Geetesh: What about online rich media? Is it the future?
Tad: Maybe - when everyone has a big enough pipe; when all computer platforms can work together seamlessly; when all computer programs have compatible code; when compression technologies provide a seamless, high-quality signal; and when all forms of technology come together in perfect harmony. In other words, there's a long way to go. The Internet itself hardly existed ten years ago, though, so I'm confident that rich-media technology will continue to improve as well. Then all we'll have to do is improve the content for all that rich-media capability, which isn't quite as easy or certain an undertaking.

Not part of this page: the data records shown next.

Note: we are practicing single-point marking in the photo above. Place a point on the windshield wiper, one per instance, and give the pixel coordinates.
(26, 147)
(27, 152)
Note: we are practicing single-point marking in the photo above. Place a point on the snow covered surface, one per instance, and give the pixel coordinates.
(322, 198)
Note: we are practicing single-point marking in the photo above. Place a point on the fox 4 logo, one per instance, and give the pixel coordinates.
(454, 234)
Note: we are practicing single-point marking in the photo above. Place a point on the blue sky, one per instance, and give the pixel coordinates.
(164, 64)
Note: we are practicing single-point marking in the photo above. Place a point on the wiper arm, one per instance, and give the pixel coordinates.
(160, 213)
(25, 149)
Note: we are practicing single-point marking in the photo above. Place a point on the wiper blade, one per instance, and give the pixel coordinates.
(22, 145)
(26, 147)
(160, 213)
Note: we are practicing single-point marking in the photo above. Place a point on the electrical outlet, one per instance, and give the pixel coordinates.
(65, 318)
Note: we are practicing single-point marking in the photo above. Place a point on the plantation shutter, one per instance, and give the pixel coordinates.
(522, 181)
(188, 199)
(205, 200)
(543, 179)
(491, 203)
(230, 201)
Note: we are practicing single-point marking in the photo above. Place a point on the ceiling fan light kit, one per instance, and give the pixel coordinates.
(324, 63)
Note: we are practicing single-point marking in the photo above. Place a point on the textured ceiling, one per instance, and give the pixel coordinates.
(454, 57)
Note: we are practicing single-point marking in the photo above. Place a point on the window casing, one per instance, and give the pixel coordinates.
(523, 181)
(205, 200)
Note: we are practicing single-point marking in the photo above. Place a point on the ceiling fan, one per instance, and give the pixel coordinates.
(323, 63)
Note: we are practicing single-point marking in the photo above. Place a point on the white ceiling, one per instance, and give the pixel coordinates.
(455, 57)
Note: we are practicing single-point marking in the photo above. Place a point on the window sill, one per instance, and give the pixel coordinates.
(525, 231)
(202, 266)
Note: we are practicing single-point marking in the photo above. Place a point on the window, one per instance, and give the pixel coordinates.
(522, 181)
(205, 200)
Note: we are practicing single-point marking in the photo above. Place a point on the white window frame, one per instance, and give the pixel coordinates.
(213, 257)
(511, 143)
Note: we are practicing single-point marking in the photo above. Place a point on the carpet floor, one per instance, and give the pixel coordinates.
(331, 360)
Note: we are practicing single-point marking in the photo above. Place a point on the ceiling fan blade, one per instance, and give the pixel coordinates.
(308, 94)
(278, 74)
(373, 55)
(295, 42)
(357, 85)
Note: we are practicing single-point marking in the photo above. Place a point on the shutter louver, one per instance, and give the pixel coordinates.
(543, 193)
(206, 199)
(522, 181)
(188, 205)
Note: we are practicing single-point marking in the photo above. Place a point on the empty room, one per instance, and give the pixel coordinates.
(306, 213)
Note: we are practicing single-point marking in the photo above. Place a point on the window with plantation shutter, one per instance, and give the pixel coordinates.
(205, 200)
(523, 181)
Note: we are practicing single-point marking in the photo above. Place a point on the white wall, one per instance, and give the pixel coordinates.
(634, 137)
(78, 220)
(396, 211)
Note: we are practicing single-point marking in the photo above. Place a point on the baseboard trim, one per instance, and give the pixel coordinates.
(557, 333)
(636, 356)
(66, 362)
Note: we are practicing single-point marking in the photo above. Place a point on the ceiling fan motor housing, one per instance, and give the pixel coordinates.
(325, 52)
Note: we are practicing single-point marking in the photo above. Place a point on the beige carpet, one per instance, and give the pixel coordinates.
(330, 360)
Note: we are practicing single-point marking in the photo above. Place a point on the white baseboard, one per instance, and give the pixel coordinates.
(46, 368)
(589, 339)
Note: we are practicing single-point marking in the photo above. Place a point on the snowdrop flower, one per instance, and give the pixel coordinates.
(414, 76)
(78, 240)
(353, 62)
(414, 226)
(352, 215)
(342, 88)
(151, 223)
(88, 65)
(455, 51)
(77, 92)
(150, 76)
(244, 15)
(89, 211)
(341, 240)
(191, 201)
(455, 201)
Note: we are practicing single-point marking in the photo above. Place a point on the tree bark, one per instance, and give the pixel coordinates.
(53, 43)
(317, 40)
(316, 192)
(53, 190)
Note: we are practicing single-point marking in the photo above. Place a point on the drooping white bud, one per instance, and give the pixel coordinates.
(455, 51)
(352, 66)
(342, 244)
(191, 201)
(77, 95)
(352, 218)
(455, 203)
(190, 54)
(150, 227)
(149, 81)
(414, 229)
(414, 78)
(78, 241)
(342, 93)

Geetesh: Is there some sort of training required to become a good presenter?
Tad: Not necessarily. I think the only things required to be a good presenter are the desire to be one, and the willingness to work at it. Coaching and training can help, but the only way to truly improve is to give a lot of presentations, learn from them, and apply what you've learned to future presentations. That said, I've found that even a small amount of training or coaching can go an extremely long way. Good presentation skills can be learned, and training gives you things to work on, makes you conscious of bad habits, and gives you tools to work with when you're called upon to speak. These factors alone can give people the confidence and inspiration they need to improve their skills. Presentation skills are a lot like golf - you're never going to be perfect at it, but if you practice, you improve your chances that the outcome won't be humiliating.